I have always been curious to take the roads that flank up and down the main road as we travel on the mountain roads; curious just to see where these roads end up. Today I was on one such track. The main Kohala-Dhirkotroad flanks a path that slides down the mountain at a steep angle, in the dark of the night I found myself on a narrow path with loose rocks spread all over like giant pearls. I knew I couldn’t find my way through them but had to ride over them, the right foot on the break pedal all the time. This was my first ever endeavor on a pure offroad track on a bike that weighed well more than 200kg with all the luggage. Lucky for me, I made it without any mistake, although I told Asif that this offroad track was too much for an unskilled rider like me who has always been on the pavements. The climb next day would be easier, I thought, so I wasn’t much worried.

People that belong to Punjab’s plain tracts cannot think like mountain men who always keep the weather aspect in mind. The next morning, we were awakened by heavy rain and the adventure resumed with a wet muddy track and scattered gravel welcoming me to another nerve testing ride. I got stuck at two points where I needed a push for the bike as the mud bathed rear tyre was completely out of traction. Then there was this patch where a natural spring flowed down the hill where I dropped my bike for the first time sincethree years of owning it. But from this point onwards I rode like a professional, now that the fear was gone. I believe that an offroad track is the mountain’s anvil, it shapes a true rider out of you. I just hope I’ve been shaped a little, until next time.

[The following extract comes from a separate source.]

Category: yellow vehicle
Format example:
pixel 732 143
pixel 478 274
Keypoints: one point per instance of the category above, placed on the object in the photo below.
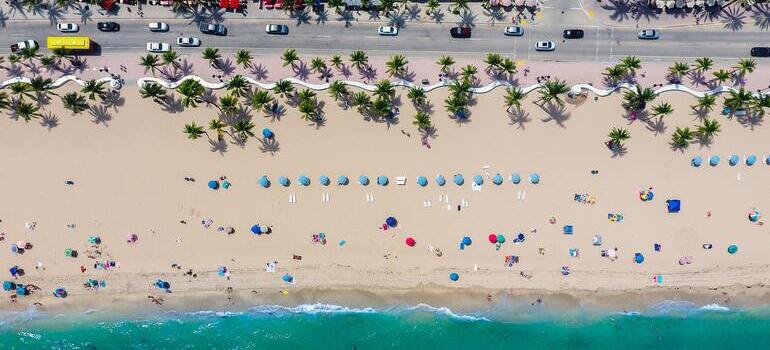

Our destination was Ganga Choti, a beautiful mountain top in the Bagh District of Kashmir known for its beautiful meadows. The road was amazing throughout, the weather pleasant, a perfect fun packed recipe for a biker. We had a brief stop at Bagh, where we went off the road to take come pictures of the valley. From Bagh to Ganga Choti the landscape gets stunning, and the amazing twisty road adds to the beauty of the journey. We climbed a mountain top at Ganga Choti amidst clouds and cold breeze. The cup of tea here was quite therapeutic after an exhausting uphill climb. Time swallows itself when you are riding through mountains or trekking up and down the hills. We came back to the parking area some two hours later and left for Munasa.

The next day we left for Lasdana taking the Bagh-Lasdana road where some beautiful landscapes welcomed us. Getting lost in the right direction, this was exactly my thought after we took a wrong road twice on that day, Kashmir is truly beautiful. After visiting Lasdana we took an under-construction road that would connect Lasdana to Toli Pir. Although the road is still under construction but it can be travelled by bike and car alike since the stone compaction is complete. After riding about 30 minutes on this road we reached Toli Pir, another site with lush green meadows. From here we next moved toward Banjosa lake, which was rather too much crowded yet beautiful.

The cursor repeatedly blinks at me as I find myself at a loss of words to express the beautyof Kashmir’s landscape. Kashmiri people are amazingly polite and welcoming. Our friend Adil Abbasi, I found out, is as amazing a host as he is a bike rider as I didn’t find him making a single mistake. His residence is located in a small but beautiful village near Dhirkot, called Munasa. After my two-nights’ stay among the locals I learnt why mountain people seem to have disease-defying super powers, it is because of their lifestyle. Life in the mountains is full of hardships. When you live amidst nature, you are far from the luxuries of the artificial life. Primitive roads make the journey difficult to reach to the main cities, coupled with the transport issues and challenges that the weather brings with it.

For a dweller of Lahore whose vision seems to have been blurred by the constant smogs there is life of freshness in the great beyond of Kashmir, awaiting you to come and explore new horizons and the mystic whispers telling you to come again. We’ll do that!